Jamaica Gleaner / With rampant criminality contributing to the backlog within the court system, Justice Minister Delroy Chuck is advocating for Jamaicans to buy into plea bargains.

Chuck was addressing a recent town hall meeting organised by the Ministry of Justice at St George’s College in Kingston to discuss with residents and stakeholders the pros and cons of plea bargains.

The Plea Negotiations and Agreement Act 2017 was passed recently.

“When you have more than 35,000 cases in the Parish Courts and more than 2,000 cases in the Circuit Court, there is absolutely no way we will be able to try all of them. Even if we work 24 hours a day, we couldn’t finish these cases in two years. Cases keep going on and on, until 10 years and witnesses become frustrated and stop coming. They want to help the State, but the State has fallen short,” Chuck said.

… No need to get others convicted under new plea-bargain law Justice Minister Delroy Chuck is proposing that Jamaica aims to copy what the United States has been doing for decades within its justice system, where plea bargaining plays a major role in clearing up backlog by securing guilty pleas.

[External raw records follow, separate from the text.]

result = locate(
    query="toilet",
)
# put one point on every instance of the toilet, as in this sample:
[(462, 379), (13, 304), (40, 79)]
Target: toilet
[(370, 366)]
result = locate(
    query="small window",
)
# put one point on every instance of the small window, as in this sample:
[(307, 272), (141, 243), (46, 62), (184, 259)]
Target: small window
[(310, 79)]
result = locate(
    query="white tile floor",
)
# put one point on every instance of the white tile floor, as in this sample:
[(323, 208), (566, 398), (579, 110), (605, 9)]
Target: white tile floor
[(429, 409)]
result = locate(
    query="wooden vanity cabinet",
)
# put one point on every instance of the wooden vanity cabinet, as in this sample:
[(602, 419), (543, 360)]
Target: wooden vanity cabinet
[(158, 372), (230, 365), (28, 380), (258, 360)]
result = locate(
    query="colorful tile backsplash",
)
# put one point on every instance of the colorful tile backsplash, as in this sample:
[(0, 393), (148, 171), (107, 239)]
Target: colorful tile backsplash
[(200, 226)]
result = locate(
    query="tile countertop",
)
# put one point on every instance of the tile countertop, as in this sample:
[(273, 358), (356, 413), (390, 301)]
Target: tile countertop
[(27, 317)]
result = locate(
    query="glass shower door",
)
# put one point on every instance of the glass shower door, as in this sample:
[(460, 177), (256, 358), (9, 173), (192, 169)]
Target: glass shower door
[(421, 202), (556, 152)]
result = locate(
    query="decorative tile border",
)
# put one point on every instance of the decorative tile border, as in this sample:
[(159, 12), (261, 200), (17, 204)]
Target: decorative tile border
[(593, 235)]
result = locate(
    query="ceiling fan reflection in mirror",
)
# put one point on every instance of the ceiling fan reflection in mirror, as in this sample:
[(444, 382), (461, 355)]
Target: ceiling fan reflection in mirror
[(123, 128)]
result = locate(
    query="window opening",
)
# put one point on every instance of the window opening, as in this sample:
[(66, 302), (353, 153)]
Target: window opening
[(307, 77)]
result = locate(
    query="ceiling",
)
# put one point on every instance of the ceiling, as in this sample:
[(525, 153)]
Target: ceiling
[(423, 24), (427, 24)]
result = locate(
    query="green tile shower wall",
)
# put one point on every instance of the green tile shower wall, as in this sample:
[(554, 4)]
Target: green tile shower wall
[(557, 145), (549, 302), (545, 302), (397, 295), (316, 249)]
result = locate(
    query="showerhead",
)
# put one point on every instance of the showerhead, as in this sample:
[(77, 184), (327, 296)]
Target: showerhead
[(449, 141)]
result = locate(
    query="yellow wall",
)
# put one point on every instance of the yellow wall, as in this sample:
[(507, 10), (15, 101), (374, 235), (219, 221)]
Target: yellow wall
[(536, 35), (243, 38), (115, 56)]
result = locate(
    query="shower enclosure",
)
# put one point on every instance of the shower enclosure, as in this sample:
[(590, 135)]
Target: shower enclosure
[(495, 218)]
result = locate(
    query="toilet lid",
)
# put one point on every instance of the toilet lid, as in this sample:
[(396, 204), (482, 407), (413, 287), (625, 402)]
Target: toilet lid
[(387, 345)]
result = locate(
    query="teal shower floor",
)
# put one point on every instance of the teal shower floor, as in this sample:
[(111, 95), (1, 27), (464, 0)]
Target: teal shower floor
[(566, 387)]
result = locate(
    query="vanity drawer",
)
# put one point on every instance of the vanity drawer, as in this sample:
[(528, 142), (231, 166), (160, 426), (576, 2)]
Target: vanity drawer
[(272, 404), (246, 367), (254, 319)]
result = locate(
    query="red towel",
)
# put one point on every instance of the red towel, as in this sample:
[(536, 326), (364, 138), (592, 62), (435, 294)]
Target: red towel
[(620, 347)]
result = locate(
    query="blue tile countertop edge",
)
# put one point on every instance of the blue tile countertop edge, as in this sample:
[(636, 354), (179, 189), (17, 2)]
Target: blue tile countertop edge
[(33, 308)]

Plea-bargain legislation, which was introduced in 2006 and amended in 2010, according to Chuck, has been underutilised. He said a decision was made last year, when he returned as minister, to implement a new and more attractive approach.

Off the bat, the benefit to be gained by accused persons is the automatic negotiation of their possible sentence.

“In Washington, the judges said what you have now is what we had in the 1960s – cases were piling up, until they decided on the plea-bargain system,” he said.

“What has happened in the United States is that 95 per cent of cases were completed by guilty pleas. Nineteen out of 20 cases got guilty pleas. The effect of it was that most of the persons who stick out and get their cases tried, are found guilty.”

“The old legislation required that for you to plead guilty and benefit, you would have to assist the Crown in getting persons convicted or that they had to give information on persons so they can be charged. I said nobody is going to utilise that because they would be deemed an informer. The new act passed in June this year is now known as the Plea Negotiations and Agreement.”

He continued: “The effect of it is that anyone who is charged with a crime does not have to give any assistance to the Crown, but can just come forward, plead guilty and negotiate their sentence. If we want to move forward, there has to be a culture change, meaning that prosecutors, defence counsel and the public at large must recognise that once a person is charged with a crime, we must look towards the system of pleas rather than a system of trials.”